A seed development expert based at COMESA Secretariat has called for a regional approach towards the fight against army worms which have attacked agriculture fields in some Member States.
Dr John Mukuka says both small-scale and commercial farmers need to work together with governments and agriculture institutions to ensure that the army worms and other pests are eliminated before more damage is done to crops.
He has revealed that the Alliance for Commodity Trade in Eastern and Southern Africa (ACTESA) through the COMESA Seed Harmonization Implementation Plan (COMSHIP) working in close collaboration with several key national and regional institutions have developed management options to help deal with the Fall Army Worm (FAW).
“The Fall Army Worm is a transboundary pest and a regional approach on its management is inevitable at all levels which include the EAC-SADC-COMESA Tripartite level and at the African Continental Free Trade Area (AfCFTA) level,” Dr Mukuka added.
He however emphasized that an Integrated Pest Management (IPM) for the FAW is the best option as no single method is effective, especially that other options including biorational pesticides, transgenic resistance, native genetic base and seed treatment can only protect the fields up to 2-3 weeks.
The management options within the COMSHIP framework include planting maize varieties which are resistant or partially resistant to the African Army Worm. The maize varieties with husks extending 50-80 mm beyond the top of the cob and closing tightly around the silks restrict the entry of larvae into the cob. Available varieties can be accessed from existing seed companies on the COMESA Variety Catalogue.
According to Dr Mukuka, the Fall Army Worm can now be found in 44 countries in Africa covering more than 22 million square kilometers and it has also spread globally from Meso-America and North America.
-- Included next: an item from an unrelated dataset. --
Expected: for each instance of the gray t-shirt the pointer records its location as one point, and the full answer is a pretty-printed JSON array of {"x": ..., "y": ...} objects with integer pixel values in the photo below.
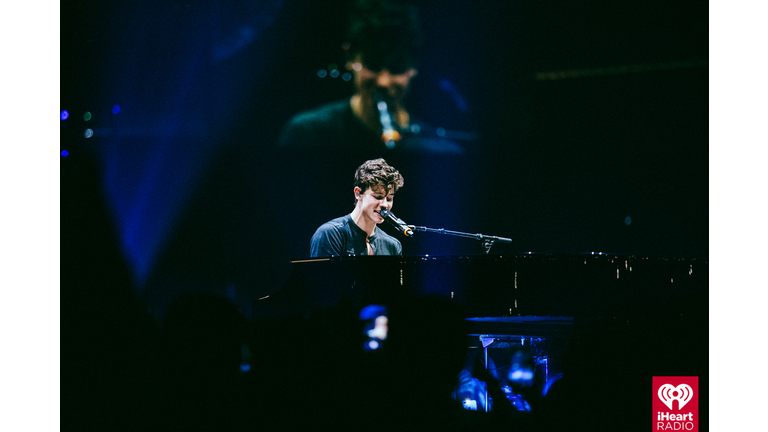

In the 2015/16 season, a new attack of the Fall Army Worm was reported in the COMESA Member States of Malawi, Uganda Zambia and Zimbabwe as well as northern parts of South Africa and Mozambique.
The mature caterpillar is about 1.5 to 2 inches (51 mm) in length and feeds in large numbers on leaves and stems of more than 80 plant species, causing major damage to economically important cultivated grasses such as maize, rice, sorghum, sugarcane but also other vegetable crops and cotton.
Recommended insecticides which are generally effective for African Army Worm control when applied as sprays or dusts or in combination with trenching include: Endosulphan (1 litre/ha), Carbaryl (310g/ha), Cypermethrin (150ml/ha) and Fenitrothion. “As larvae are most active at night, spraying in the afternoon or evening may produce the best results, Dr Mukuka advised.
The COMESA Seed Programme was created in response to food and seed insecurity experienced in the period 2007/08 season. COMSHIP is aimed at enhancing the availability of quality and improved seed to 80 million small-scale farmers currently found in the 21-member COMESA region.